The Senate-clogging mechanism was clearly not intended by the Founders, but they did allow the two houses of Congress to determine the rules by which they would conduct their proceedings.
The path to the filibuster arose accidentally out of an attempt to improve the clarity of the Senate’s rules.
This left the senate in the mode of assuming that no members would abuse this path in order to subvert the will of the majority on a major issue.
It wasn’t until 1917 that the procedure was carried to an extreme. At that point a group of isolationist senators talked for 23 days until the senate’s session came to an end in order to block Woodrow Wilson’s intention to arm merchant ships prior to formal entry into World War I. The response to this action was to establish a mechanism for terminating "debate."
The filibuster again became an issue when it was used by southern senators as a means obstructing attempts to combat their Jim Crow laws and Policies. Minimal reforms were put in place, but it wasn’t until 1974 that significant changes were made.
There is a valid argument to be made that the filibuster is important in preventing a majority from imposing onerous conditions on a minority. The problem with such an argument is that it cannot conceivably apply to all matters of legislation. Not all laws should require a supermajority.
The means for changing this procedure have always been available, but party leaders seem to have little motivation to dramatically weaken the right to filibuster. Younger majority Senators are perpetually outraged at the obstructionism allowed. Older senators remember what it was like to be a member of the minority and how useful it was to have the filibuster available as a weapon at those times.

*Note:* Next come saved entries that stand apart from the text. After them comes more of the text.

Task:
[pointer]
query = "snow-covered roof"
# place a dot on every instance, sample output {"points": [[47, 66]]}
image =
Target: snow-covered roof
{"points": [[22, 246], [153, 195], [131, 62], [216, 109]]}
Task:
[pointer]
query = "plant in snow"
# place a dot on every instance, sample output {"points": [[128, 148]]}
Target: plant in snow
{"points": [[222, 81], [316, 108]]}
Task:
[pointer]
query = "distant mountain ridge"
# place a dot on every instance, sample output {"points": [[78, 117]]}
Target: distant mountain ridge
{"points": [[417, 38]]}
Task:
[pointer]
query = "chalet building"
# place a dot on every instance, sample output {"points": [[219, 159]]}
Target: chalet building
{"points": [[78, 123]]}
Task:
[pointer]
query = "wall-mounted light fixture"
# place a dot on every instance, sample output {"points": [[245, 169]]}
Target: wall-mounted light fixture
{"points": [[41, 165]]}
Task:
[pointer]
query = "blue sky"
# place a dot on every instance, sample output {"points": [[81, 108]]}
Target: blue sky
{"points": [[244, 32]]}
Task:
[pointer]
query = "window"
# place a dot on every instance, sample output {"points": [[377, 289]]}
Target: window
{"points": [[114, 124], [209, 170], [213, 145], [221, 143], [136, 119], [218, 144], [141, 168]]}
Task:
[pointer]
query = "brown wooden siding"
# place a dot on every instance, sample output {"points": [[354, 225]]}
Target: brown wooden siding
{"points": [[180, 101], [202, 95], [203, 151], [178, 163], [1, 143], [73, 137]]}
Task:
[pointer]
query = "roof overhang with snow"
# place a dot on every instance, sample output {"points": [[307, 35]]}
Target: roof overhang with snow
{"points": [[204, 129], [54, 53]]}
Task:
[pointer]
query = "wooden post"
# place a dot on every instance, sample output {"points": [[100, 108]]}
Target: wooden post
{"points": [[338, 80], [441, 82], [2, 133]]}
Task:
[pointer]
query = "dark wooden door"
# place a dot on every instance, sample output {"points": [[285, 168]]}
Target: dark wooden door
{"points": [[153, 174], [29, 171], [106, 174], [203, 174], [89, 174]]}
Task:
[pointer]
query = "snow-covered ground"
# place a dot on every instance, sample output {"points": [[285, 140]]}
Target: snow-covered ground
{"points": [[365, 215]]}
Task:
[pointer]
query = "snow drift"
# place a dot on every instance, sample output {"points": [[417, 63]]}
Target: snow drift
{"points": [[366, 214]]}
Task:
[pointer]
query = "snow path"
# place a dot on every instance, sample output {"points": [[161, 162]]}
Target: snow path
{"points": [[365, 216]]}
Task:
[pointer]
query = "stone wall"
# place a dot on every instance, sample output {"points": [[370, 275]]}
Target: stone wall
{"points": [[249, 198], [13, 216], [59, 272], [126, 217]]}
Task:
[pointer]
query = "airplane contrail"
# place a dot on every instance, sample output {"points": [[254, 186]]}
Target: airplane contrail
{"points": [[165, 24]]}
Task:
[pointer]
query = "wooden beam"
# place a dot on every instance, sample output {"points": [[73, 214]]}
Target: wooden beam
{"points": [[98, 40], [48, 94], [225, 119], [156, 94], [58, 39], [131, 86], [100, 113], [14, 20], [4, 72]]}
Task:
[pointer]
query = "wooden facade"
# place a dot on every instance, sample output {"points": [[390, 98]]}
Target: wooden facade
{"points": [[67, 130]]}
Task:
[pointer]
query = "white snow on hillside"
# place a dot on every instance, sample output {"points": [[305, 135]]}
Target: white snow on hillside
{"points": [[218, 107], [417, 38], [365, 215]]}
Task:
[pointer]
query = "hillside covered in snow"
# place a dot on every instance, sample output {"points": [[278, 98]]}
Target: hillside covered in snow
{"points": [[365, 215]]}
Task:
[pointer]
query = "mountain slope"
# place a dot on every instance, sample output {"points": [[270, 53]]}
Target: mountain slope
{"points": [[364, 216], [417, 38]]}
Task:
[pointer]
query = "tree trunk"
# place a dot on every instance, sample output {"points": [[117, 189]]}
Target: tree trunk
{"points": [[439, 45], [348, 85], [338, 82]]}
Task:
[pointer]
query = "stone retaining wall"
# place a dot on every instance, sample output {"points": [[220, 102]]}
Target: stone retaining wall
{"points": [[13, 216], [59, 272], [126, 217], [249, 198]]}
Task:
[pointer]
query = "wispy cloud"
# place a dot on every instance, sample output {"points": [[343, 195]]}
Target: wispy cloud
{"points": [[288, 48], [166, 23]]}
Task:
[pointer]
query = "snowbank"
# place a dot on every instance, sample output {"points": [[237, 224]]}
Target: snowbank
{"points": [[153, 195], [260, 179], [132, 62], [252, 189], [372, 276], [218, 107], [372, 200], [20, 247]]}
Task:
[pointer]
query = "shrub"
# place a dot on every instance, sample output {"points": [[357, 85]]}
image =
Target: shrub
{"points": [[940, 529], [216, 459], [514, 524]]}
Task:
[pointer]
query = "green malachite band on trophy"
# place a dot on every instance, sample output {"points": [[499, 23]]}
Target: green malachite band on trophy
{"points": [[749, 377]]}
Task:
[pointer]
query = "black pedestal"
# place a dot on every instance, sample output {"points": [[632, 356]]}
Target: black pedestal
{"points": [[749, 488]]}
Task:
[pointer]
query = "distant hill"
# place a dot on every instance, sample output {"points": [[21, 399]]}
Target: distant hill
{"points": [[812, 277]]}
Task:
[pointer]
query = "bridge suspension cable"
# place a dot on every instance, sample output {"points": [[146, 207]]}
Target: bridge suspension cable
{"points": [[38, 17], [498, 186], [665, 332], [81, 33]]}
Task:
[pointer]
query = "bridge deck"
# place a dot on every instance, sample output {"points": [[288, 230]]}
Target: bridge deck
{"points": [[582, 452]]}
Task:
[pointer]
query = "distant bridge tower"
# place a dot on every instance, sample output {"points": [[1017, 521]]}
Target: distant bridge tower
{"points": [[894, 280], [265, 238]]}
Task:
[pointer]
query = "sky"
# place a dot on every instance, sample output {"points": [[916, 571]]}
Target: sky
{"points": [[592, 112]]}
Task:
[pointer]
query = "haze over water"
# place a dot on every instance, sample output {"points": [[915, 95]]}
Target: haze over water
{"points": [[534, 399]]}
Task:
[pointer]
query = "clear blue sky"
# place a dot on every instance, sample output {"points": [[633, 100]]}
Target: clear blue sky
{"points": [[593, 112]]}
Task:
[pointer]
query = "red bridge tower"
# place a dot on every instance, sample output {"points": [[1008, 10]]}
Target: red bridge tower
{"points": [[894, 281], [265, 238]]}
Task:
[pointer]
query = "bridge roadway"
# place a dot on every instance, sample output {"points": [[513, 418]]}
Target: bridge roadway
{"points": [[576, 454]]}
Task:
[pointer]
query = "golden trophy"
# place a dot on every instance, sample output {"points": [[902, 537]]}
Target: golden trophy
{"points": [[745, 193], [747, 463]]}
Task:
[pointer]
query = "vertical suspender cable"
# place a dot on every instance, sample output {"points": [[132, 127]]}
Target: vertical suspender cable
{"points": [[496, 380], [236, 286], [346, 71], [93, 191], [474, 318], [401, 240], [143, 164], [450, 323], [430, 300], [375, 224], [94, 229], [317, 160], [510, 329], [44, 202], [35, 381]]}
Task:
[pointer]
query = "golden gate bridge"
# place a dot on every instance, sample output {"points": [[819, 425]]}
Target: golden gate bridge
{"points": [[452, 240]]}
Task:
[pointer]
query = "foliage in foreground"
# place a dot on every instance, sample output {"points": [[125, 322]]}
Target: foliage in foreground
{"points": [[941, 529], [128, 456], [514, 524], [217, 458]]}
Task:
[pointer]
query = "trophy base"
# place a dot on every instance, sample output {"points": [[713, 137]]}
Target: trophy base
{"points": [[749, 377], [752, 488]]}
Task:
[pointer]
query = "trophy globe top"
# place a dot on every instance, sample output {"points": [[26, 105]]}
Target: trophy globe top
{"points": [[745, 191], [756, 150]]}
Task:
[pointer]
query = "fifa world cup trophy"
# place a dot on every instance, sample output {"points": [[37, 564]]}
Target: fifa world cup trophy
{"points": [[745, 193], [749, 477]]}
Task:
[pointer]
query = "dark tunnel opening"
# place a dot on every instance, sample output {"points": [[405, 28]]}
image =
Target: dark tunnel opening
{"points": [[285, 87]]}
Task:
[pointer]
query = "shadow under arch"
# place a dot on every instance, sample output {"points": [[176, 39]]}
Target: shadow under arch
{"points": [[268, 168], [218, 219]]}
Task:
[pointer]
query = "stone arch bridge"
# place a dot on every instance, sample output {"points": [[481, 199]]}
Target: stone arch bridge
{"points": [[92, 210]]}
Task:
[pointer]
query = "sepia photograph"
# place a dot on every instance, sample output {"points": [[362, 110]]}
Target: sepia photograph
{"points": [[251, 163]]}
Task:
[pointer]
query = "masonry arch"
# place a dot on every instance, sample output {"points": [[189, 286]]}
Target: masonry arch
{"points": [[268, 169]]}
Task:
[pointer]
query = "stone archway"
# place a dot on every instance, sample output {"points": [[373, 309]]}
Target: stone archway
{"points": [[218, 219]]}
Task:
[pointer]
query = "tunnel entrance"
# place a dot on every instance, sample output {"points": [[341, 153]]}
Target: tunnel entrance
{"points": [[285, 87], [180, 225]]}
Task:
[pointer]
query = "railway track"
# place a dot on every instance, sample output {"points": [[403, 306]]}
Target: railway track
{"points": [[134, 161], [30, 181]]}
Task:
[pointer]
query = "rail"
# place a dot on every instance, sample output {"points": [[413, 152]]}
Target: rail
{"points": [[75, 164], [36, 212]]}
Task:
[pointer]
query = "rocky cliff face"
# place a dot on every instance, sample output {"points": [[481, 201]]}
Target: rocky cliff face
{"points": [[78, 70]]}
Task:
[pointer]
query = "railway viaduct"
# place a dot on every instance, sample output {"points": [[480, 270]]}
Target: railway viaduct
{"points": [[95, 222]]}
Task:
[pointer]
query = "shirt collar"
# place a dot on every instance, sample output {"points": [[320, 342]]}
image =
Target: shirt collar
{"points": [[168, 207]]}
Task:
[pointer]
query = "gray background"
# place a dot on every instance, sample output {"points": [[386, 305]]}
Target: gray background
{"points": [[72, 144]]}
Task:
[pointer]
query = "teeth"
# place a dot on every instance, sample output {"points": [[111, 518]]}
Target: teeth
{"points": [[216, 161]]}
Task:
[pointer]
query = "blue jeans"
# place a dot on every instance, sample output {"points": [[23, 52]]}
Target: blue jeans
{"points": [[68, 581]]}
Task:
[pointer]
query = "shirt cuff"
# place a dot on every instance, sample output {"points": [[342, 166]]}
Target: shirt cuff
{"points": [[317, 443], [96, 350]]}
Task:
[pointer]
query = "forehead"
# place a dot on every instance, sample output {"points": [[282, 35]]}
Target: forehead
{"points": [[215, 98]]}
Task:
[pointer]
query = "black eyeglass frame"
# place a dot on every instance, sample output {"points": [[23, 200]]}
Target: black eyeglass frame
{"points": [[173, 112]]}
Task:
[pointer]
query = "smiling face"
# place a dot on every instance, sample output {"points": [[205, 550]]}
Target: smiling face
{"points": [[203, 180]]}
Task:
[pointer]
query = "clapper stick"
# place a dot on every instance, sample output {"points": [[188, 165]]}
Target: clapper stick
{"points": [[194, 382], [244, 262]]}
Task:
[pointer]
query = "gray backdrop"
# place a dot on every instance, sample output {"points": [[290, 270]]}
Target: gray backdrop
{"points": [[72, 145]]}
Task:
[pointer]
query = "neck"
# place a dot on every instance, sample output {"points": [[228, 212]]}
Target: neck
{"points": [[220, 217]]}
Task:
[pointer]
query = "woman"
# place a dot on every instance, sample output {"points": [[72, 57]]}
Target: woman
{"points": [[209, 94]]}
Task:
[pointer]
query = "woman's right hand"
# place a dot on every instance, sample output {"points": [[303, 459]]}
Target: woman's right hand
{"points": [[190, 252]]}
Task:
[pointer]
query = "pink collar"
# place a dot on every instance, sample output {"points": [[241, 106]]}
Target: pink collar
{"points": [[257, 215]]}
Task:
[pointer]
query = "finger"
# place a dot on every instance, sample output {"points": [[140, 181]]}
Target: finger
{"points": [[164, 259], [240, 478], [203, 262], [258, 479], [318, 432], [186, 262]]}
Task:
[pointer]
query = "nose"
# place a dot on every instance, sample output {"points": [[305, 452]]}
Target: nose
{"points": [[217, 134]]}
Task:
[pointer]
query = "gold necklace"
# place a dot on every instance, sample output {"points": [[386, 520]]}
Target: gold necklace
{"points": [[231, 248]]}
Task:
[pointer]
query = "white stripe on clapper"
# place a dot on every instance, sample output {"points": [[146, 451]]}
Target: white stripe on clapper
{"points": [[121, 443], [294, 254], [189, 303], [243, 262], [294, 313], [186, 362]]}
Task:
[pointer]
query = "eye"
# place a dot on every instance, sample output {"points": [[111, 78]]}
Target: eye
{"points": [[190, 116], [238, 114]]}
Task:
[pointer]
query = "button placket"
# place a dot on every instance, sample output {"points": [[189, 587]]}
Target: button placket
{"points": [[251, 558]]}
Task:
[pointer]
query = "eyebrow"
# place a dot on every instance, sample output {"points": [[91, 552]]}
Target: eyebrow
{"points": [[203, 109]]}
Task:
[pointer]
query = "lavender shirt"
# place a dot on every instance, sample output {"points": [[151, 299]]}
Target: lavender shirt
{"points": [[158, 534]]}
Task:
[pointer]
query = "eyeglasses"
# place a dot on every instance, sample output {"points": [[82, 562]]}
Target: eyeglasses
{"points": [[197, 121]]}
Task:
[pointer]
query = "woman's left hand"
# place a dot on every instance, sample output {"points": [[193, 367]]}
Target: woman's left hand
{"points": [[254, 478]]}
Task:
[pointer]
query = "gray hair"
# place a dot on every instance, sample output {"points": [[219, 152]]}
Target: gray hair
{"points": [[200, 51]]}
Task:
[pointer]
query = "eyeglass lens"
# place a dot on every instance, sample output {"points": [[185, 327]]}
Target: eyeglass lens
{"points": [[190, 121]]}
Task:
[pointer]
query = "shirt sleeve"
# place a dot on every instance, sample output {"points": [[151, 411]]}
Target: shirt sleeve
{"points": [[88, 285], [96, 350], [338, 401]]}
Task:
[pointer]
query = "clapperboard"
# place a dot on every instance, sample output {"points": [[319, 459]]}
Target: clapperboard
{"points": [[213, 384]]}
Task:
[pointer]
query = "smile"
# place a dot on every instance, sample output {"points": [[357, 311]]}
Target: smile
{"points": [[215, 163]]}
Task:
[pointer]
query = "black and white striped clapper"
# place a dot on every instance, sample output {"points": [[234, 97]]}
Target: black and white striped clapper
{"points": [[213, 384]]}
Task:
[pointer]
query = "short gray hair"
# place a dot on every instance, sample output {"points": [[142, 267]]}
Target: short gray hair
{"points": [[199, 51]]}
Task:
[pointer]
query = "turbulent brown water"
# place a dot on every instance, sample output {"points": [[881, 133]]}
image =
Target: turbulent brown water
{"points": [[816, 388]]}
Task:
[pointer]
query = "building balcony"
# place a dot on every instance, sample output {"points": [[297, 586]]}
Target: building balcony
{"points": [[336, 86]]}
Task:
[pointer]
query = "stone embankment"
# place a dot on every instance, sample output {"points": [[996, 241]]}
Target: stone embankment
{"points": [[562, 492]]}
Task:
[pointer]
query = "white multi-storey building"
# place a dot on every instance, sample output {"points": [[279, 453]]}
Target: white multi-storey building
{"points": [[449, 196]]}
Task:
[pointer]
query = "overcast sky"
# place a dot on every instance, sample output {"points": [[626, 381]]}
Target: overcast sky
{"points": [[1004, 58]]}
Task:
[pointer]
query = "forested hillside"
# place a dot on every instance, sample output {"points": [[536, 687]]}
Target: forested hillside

In truth, the controversy over use of the filibuster doesn’t relate to poor procedural rules, or malfeasance on the part of one particular party or the other; it relates to the fact that we have two components to our society and each views the other as an existential threat. When filibusters are invoked today, the two parties are not arguing over the most effective features of a proposed law, they are arguing that their way of life is being put at risk.
Recall that the Founders thought it important to require a supermajority for ratification of a treaty. Treaties are difficult to negotiate because they often involve two nations that have little trust in each other, and the issues can be momentous—even existential. An analogy between contending nations and contending political parties becomes compelling when we consider how diametrically opposed the Republican and Democratic parties are on just about every issue. Whether one wants to describe the situation as liberal versus conservative, North versus South, rural versus urban, religious versus sectarian, libertarian versus communitarian—aspects of all are involved—we are, in fact, two nations trying to live together as one.
One should recall that the United States was created as two nations: slave and non-slave. We have yet to fully overcome that initial division. Conflict flared up and led to the Civil War. It flared up again and resulted in the tumultuous and violent civil rights struggles in the middle of the twentieth century. It seems we have one more conflict to endure. One can draw a straight line across time from the economic and political philosophy espoused by the slave-state South to that of the Southern core of the Republican Party today.
We must decide whether we are a nation of individuals who function better when acting in concert, or we are a nation of individuals who need collaborate only when absolutely necessary. Until we reach an overwhelming consensus on that issue we might as well keep the filibuster rule in place. Perhaps the continuing dysfunction will force our citizens to finally come to a definitive conclusion.